So we have today accepted an offer on our home. It’s a cash offer too so it could potentially go through quite quickly providing no major problems pop up along the way..REALLY hoping this. Please may there be nothing major…
Mixed emotions…
Excited for the future and our journey and what God has in store and also know it’s time to move on. But this has also been my home for the past 13 years, the first 8 were just me and my daughter doing life together. It was our safe place, we’d moved around quite a few different houses and this was the one Tasha said she didn’t want to leave. When I first started nursing, I used to do a week of nights once a month and so she had to virtually live somewhere else for a week every month and she started to hate it. She wanted some stability I think. So we moved here when she was ten and I went on the district rather than doing hospital nursing. It seems so long ago, but it’s not really. So much has changed in that time. I made so many mistakes, we had some rough times but we also had some lovely times. I really love my daughter, she lives in London now and I am very proud of her.
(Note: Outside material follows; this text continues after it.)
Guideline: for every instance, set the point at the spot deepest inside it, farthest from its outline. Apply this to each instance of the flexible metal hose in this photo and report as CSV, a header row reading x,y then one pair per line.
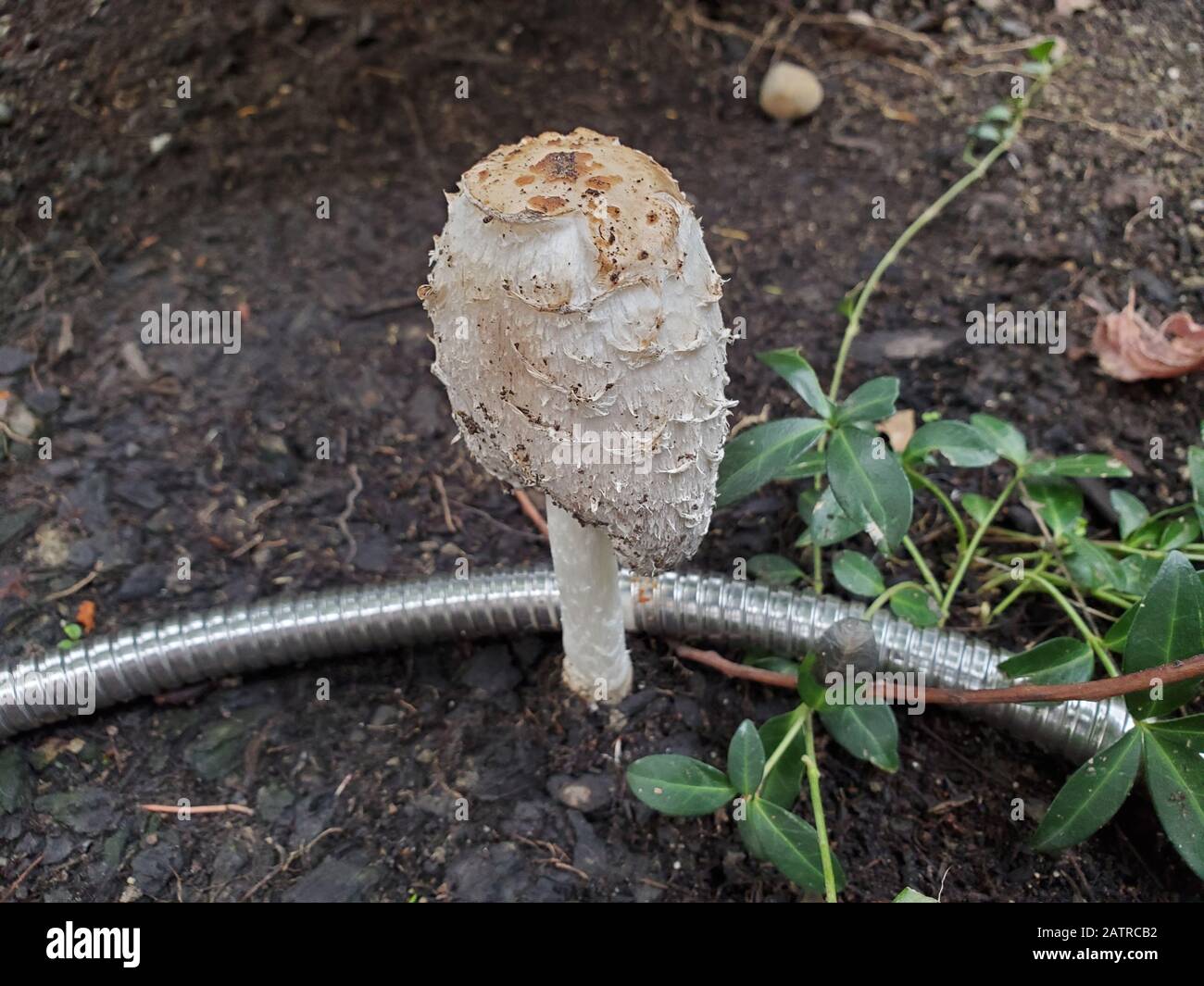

She cares about justice, she always has, since being a little girl. She’s incredibly talented and vulnerable and raw.
I was saved in this house, when I was 34, ten years ago. So I was healed from alcoholism and smoking here, amongst other things, by Jesus.
Tasha grew up here, she worked hard and worried me by going out on midnight walks when she was an older teenager. I confused Tasha here by being saved, she got good marks despite having pink hair (and me being saved 😁) and went to Uni in London to study Art, a month before Chris and I got married. She did amazingly well at uni and is now doing her masters.
I was in terrible debt here, debt which got paid off thanks to CAP. CAP do amazing work. The debt was paid off about a month or so before getting married. That was a prayer answered, we did not want to go into marriage in debt and we didn’t.
Chris and I met whilst I was here and got married, we didn’t move in together until after we were married. That is a miracle in itself given our backgrounds. God changes us so much and so much for the better. He makes us new.
We had a miscarriage here, a miscarriage I didn’t understand, I felt in full faith for God to restore the beating heart in my womb, for it to show up on the second scan a week after losing the baby. But he didn’t. But he did heal me, heal my womb and give us more babies.
I gave up my nursing here, I gave it up to look after my babies, Because being there with them and for them is really important to me, especially after doing my nurse training whilst Tasha was little, I later felt like her childhood was far too rushed – got to get here, got to get there. But I also gave it up because although I loved actual nursing, I was sick of the rubbish associated with it and burnt out. I didn’t want to go back but am now starting to feel almost ready… Not quite though… It’s a while before Ira goes to school.
I gave birth to my first boy at home by accident because I didn’t get to the hospital in time. We didn’t even get out of the front door. It was great and very very special. We got to stay at home. (I say by accident, I originally wanted a home birth and was persuaded otherwise, so thanks God for giving us what we had asked for 🙂 )
I gave birth to my second boy here, in a planned home birth. Not one the midwives were keen on because of my age and because they thought he was a big baby. It was fast and he was born well but I worried the neighbours because i was taken into hospital in an ambulance for monitoring because of blood loss. It was very exciting for me – I think I was high on hormones.
We got an allotment here, which was a God thing… I asked God what I should do and He said get an allotment, we got our chickens here – which I have loved.
So!! You get the picture… A lot of stuff has happened, much much more than I’ve put here…God has done absolutely loads of good stuff in my/our lives. Rubbish has also happened but that is not of God. I have screamed at Him here, cried with Him, begged Him for help here, laughed, worshipped, got rid of demons here. Came to life here!!!! Learnt from Him (or not) here.
But it is time to leave. It’s time for us to bless this place and move on. Memories intact. And all our family will always have a place with us wherever we live. That includes George, Chris’ eldest son as well as Tash. Love you Tash.
sorry/not sorry. Love these pictures. Byeeeeeeeeee for now.